Awesome

Video-BLIP2-Preprocessor

A simple script that reads a directory of videos, grabs a random frame, and automatically discovers a prompt for it. This makes unconditional/conditional video training easier to manage without manually prompting the differences in scenes.

Installation

git clone https://github.com/ExponentialML/Video-BLIP2-Preprocessor.git
cd Video-BLIP2-Preprocessor
pip install -r requirements.txt

Running

python preprocess.py --video_directory <your path of videos (vid1.mp4, vd2.mp4, etc.)> --config_name "My Videos" --config_save_name "my_videos"
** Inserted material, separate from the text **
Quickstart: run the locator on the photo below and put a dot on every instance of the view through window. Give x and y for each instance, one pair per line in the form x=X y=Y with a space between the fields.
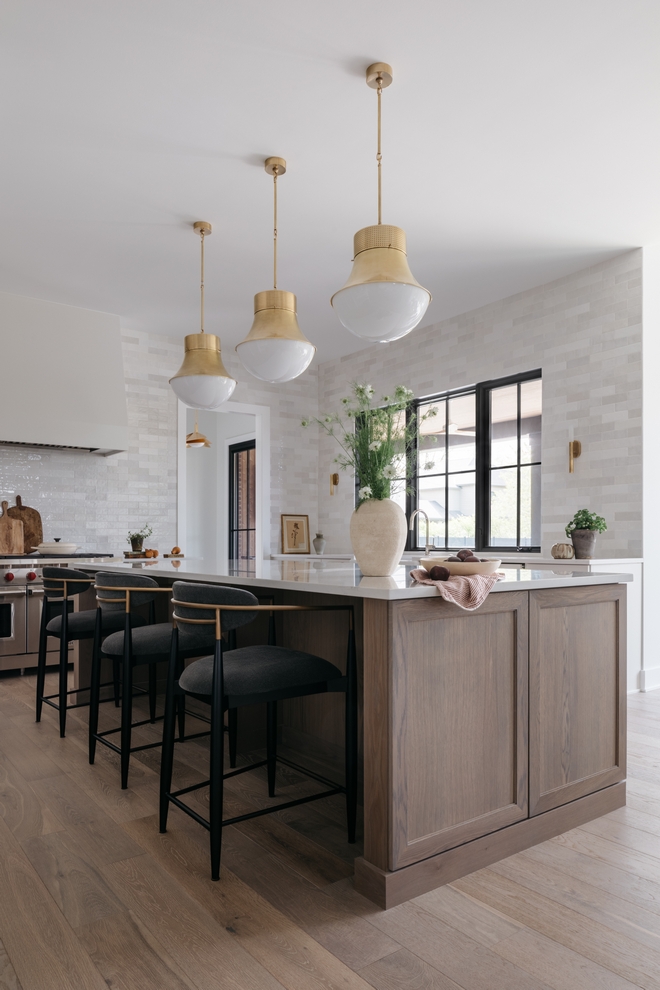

If you wish to save the videos as individual clips, you can pass the `--clip_frame_data` argument like so:

python preprocess.py --clip_frame_data --video_directory 'videos' --config_name "My Videos" --config_save_name "my_videos"

Results

After running, you should get a JSON like this. You can then parse it any script that supports reading JSON files. Here is psuedo code of what your config may look like.

{
    "name": "My Videos",
    "data": [
        {
            "video_path": "./videos/video.mp4",
            "num_frames": 1000,
            "data": [
                {
                    "frame_index": 134,
                    "prompt": "a person is riding a bike on a busy street.",
                    
                    // When the argument --clip_frame_data is passed.
                    // This is applied to all items in 'data', but shown once here as an example.
                    "clip_path": "./my_videos/a person is riding a bike on a busy street_134.mp4" 
                },
                {
                    "frame_index": 745,
                    "prompt": "a person is wearing a blue shirt and riding a bike on grass."
                },
                ...
            ]
        },
        ...
    ]
}

Default Arguments

--config_name, help="The name of the configuration.", default='My Config'

--config_save_name, help="The name of the config file that's saved.", default='my_config'

--video_directory, help="The directory where your videos are located.", default='./videos'

--clip_frame_data, help="Save the frames as video clips to HDD/SDD. Videos clips are saved in the same folder as your json directory.", default=False

--max_frames, help="Maximum frames for clips when --clip_frame_data is enabled.", default=60

--random_start_frame, 
help="Use random start frame when processing videos. Good for long videos where frames have different scenes and meanings.", 
action='store_true', 
default=True

--beam_amount, help="Amount for BLIP beam search.", default=7

--prompt_amount, help="The amount of prompts per video that is processed.", default=25

--min_prompt_length, help="Minimum words required in prompt.", default=15

--max_prompt_length, help="Maximum words required in prompt.", default=30

--save_dir, help="The directory to save the config to.", default=f"{os.getcwd()}/train_data"